De figuur van Heliogabalus is in de geschiedenisboeken afgeschilderd als een verwijfde, spilzieke en uiterst wrede keizer. Historisch is er weinig over hem bekend, maar hij zou in zijn korte regeringsperiode regelrecht zijn ingegaan tegen de Romeinse tradities en cultus. Niet alleen zetten hij de traditionele godenwereld op zijn kop, door zich uit te roepen tot de keizer-hogepriester van Elagabal, introduceerde hij ook een "oosterse" cultus, waarin voor de zonnegod werd gedanst en die gepaard zou zijn gegaan met overdadige offers.

Heliogabalus wordt ook voorgesteld als de keizer-danser die in de tempel optreedt voor horden soldaten. Zijn afkomst en zijn koosnaam Varius worden toegeschreven aan het zodanig promiscue karakter van zijn moeder, dat zij tegelijkertijd door zes mannen zou bevrucht zijn geweest.
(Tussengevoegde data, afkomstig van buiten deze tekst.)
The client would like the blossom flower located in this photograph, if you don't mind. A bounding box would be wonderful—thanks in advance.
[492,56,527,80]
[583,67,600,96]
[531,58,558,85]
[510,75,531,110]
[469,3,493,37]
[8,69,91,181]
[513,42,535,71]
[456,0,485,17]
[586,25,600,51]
In de voorstelling van Fanny & Alexander wordt Heliogabalus vertolkt door drie naakte dansers. Centraal op het podium, met een namaakkroon op het hoofd of driftig rondhotsend op ski's, poseert de jonge keizer als een oogverblindend beeld van onbegrijpelijke schoonheid.

De keizer kan zich niet uitdrukken. Hij spreekt in muzikale frases, misbruikt de overbekende melodieën van Mozartaria's en zoekt in de weerspiegeling van een zilveren lepel driftig naar een beeld van zichzelf.

Heliogabalus staat alleen op het podium als in een oneindig veld van onbegrip. Zijn toespraken zijn onverstaanbaar, zijn bewegingen zijn zinloos, zijn eenzaamheid is onoverkomelijk.

Zijn verzet wordt steeds verbetener. Met ooverdovende toeters en geschreeuw probeert hij uit zijn cocon te raken. Maar zijn pogingen lopen te pletter op de stilte die hem omringt.

Heliogabalus is als voorstelling even consequent als irritant. Als toeschouwer zit je voortdurend naar aanknopingspunten te zoeken, naar een gedeelde taal om te begrijpen wat je ziet. Je wil de flirterige pose doorbreken, het schreeuwerige geweld doen ophouden. Maar je wordt steeds weer teruggeworpen op je fascinatie voor dat androgyne lichaam, die kinderlijke opstandigheid van de drievoudige performer.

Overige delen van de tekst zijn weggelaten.